無理をさせたのはたったの二日前。手紙を送ったのはほんの数時間前。
レナードの怪我が一番酷かった。きっと今こうしているだけでもかなり痛むはずだ。それなのに、レナードはどれだけの思いを持ってここまで来てくれたのだろう。
フレデリックが静かに控えていたグレアムを見ると、グレアムはいつもの微笑みでゆっくりと頷いてくれた。
泣き声になってしまいそうで一度熱い塊を飲みこむと、フレデリックは声の震えに気づかれないよう、あえて笑い混じりに言った。

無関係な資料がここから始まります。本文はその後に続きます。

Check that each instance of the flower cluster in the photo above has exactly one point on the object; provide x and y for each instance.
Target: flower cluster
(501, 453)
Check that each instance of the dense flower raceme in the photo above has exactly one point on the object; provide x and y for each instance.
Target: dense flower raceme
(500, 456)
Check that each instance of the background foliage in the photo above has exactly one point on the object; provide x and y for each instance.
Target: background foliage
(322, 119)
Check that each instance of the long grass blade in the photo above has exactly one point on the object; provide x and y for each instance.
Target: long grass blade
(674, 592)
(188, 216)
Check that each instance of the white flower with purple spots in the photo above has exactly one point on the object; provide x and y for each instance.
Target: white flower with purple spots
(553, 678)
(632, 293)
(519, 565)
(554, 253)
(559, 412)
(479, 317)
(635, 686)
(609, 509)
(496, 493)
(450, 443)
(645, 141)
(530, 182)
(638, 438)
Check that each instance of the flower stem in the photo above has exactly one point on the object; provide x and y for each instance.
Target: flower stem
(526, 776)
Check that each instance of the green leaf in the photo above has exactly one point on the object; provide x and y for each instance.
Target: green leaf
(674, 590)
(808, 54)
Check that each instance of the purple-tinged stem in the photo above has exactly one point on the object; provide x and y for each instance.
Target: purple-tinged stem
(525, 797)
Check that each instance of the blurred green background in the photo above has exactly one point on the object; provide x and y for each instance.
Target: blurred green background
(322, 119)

「馬鹿だな、レナード。覚悟をするのは僕の方だろう?」
「え?」
レナードがぱっと顔を上げた。顔色が酷く悪い。
そのままでは怪我に響くかもしれないのでソファに座るように勧めたが、レナードは首を横に振りフレデリックの傍らに膝をつき続ける。仕方なくフレデリックはそのまま話を続けた。
「なぁ、レナード。レナードが僕の側近に相応しくないんじゃない。僕がレナードの主に相応しくないんだ。今の僕はまだレナードが命を預けてくれるに値する主じゃない。だから、機会が欲しいって、お願いするのは僕の方だ。そうだろ?レナード」
「殿下……」
全く思ってもいなかったというようにレナードは目を丸くして口をぽかんと開いた。
そんなレナードの顔が面白くて嬉しくて、フレデリックはへにゃりと眉を下げた。きっと父にそっくりのとても情けない顔になっているはずだ。

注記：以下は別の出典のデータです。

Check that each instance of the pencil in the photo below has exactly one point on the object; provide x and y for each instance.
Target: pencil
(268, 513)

「今は、こんな僕だけど……僕はいつか、レナードが命を預けるのに相応しい王になる。今は全然だが、いつかレナードが仕えて良かったと思えるような主君になる。努力する。でも、僕はとても愚かなんだ。ひとりじゃ駄目なんだ。僕ひとりじゃ、きっと無理なんだ。だからレナード……共に、歩んでくれるか?こんな、僕だけど……」
上手い言葉が見つからず尻すぼみになってしまった。もっと格好良く、叔父のように凛々しく言葉を紡ぎたいのにフレデリックはさっぱりだ。あまりに情けなくてフレデリックの眉が更に下がった。

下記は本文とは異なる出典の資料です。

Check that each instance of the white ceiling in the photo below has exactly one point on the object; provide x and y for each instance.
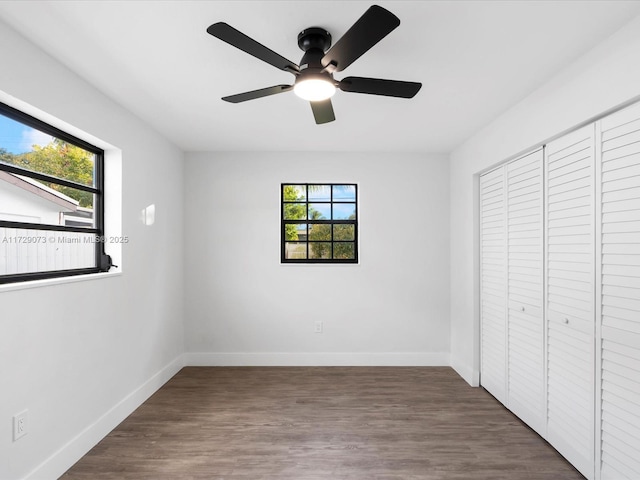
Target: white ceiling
(475, 59)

何をどう言ったら良いのか分からなくて、でも目を逸らすのも嫌でフレデリックが眉を下げたままじっとレナードを見つめていると、ぽっかりと開いていたレナードの口が閉まり、くっと、口角が上がった。
「俺で良いんですか?殿下」
「レナードが良いんだ、僕は。レナードも僕で良いのか?」
「俺も殿下が良いです」
「じゃあ、決まりだな」
「はい、決まりです」
フレデリックがにかっとはしたなく笑うと、レナードも目元を赤く染め更にぐっと口角を上げた。